What it, and the circa 70 messages on this subject in the last
three days, has mostly convinced me of is that we aren't going
to make any further progress on 2821bis without a WG to moderate
these sorts of suggestions and discussions.  I have neither the
time nor the inclination to try to wade through all of the
messages of this type and try to figure out where we actually
are.

Just imagine for one second impact on world mail
infrastructure if average delay for ordinary mail trip will
change from few seconds today to few minutes tomorrow.
 
If it meant all the spam stopped as well, everything would be
much better... ;)

If spam accounts for 80% of email, then reducing that by using
more rigorous filters, even if they take longer is surely a
good thing. It will mean a bigger CPU load on the server
(where the most impact is), more open, idle, sockets on the
client, and less traffic on the Internet.

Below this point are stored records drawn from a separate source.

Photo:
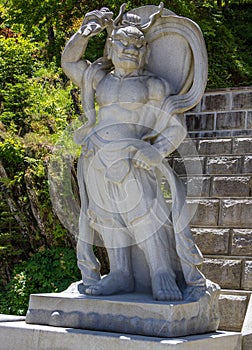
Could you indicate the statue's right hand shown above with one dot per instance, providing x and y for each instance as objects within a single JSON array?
[{"x": 90, "y": 29}]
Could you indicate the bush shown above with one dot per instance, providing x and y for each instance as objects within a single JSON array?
[{"x": 47, "y": 271}]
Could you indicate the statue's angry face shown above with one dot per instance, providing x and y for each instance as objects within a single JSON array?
[{"x": 128, "y": 48}]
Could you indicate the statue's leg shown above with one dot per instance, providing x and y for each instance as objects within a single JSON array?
[
  {"x": 120, "y": 278},
  {"x": 159, "y": 258}
]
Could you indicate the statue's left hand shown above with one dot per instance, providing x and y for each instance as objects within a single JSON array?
[{"x": 147, "y": 158}]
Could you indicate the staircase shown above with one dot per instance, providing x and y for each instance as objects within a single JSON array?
[{"x": 215, "y": 163}]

Prior experience indicates that it will merely increase the
amount of traffic the spammers attempt to send out, the number
of zombies they try to "recruit", and so on.  The spam situation
is an adaptive system and the spammers have repeatedly
demonstrated that they are extremely adaptable.  So, before you
propose a change that  would slow down the mail system and cost
considerable resources, please think first about possible
counterattacks and then, whether you can figure out the
counterattack or not, about what we have done to ourselves if
the spammers do figure out such a counterattack, even one that
relies on brute force.
Can you precise me what do you consider to be "short
timeouts" ?

Anything less than 2 or 3 minutes IMHO, or less than 10
minutes according to RFC 2821.
2-3 or even 10 minutes is normal delay but only if average
delay is of order of few seconds.

Yes, the average being a few seconds is fine, and I don't have
any problem with that (our spam filter can sort out 99% of
email in less than 10 seconds, usually 2 or 3), BUT there are
occasional big messages, which can take a minute or so (most
of the time being spent in the virus scanner IME).

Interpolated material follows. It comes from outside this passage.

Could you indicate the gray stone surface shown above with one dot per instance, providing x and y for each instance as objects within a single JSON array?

That is why the timeouts need to be longer than 30-60 seconds
(AS RFC 2821 SAYS). The timeout doesn't specify the average
time that a message can take before acceptance, but the
maximum time.

Setting the timeout too small just means that the client needs
to resend the message unnecessarily, which adds more load to
everything (client, server AND infrastructure) than the client
just waiting a bit longer because of a more sensible timeout.